Details below complement the traditional exterior. Solid teak and teak veneer are abundant, and bronze, in the through-hulls and the eight opening ports, is everywhere it should be.
Above the saloon settees, narrow shelves hold books; beneath each settee lies a 30-gallon water tank. More storage spaces are located behind the seatbacks. The starboard settee serves as a single berth; the other slides out to create a slender “double.” A teak table swings down from the bulkhead and unfolds between the settees. The saloon has about 6 feet of headroom, and two opening hatches overhead help keep the air moving through it.
The head is forward of the saloon and contains a hanging wet locker and a small sink, which unfortunately drains into a fiberglass trough, then into the bilge. The marine toilet is installed below the waterline, so all valves must be closed when it’s not in use. A folding door separates the head from the V-berth, which covers various compartments. A cushioned plywood insert fills the V to create a double berth, forward of which a panel opens to the anchor locker.
The companionway, its top step on the countertop next to the single stainless-steel sink, bisects the galley, between a spacious icebox to starboard and an alcohol stove to port.
Removing the companionway stairs buys just enough room for a small person to ease over the top of the engine to service the raw-water pump or to top off the transmission oil.
Under sail, my CD 28, Innisfree, was a sound, safe, and comfortable cruising boat. She was stiff, surprisingly quick in light wind, extremely capable in heavy air, and a sheer joy off the wind. Innisfree balanced well, tracked perfectly, and, with all of her momentum, just plowed right through the Chesapeake chop. The club-footed jib, though handy for windward work when I was singlehanding, was difficult to trim properly, so I eventually installed a ProFurl furling system.
Between 1974 and 1987, Cape Dory Yachts built 388 CD 28s in East Taunton, Massachusetts.

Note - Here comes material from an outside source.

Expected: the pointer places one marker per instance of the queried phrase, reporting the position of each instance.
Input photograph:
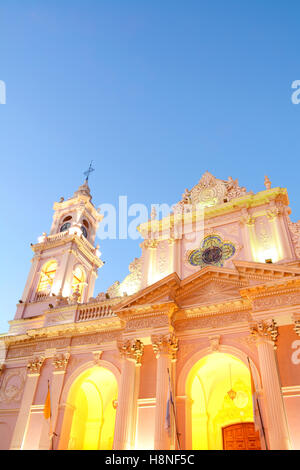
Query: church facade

Today the 28 is listed at prices from $14,500 to $35,000. The Cape Dory Sailboat Owners Association (www.capedory.org) is just one of several groups that offers support to CD fans.
LOA 28′ 2″ (8.59 m.)
LWL 22′ 3″ (6.78 m.)
Beam 8′ 11″ (2.72 m.)
Draft 4′ 0″ (1.22 m.)
Sail Area (100%) 404 sq. ft. (37.5 sq. m.)
Ballast 3,500 lb. (1,588 kg.)
Displacement 9,000 lb. (4,082 kg.)
Water 60 gal. (227 l.)
Fuel 32 gal. (121 l.)
Designer Carl Alberg
Lauren Anthone sailed her Cape Dory 28, Innisfree, for six years.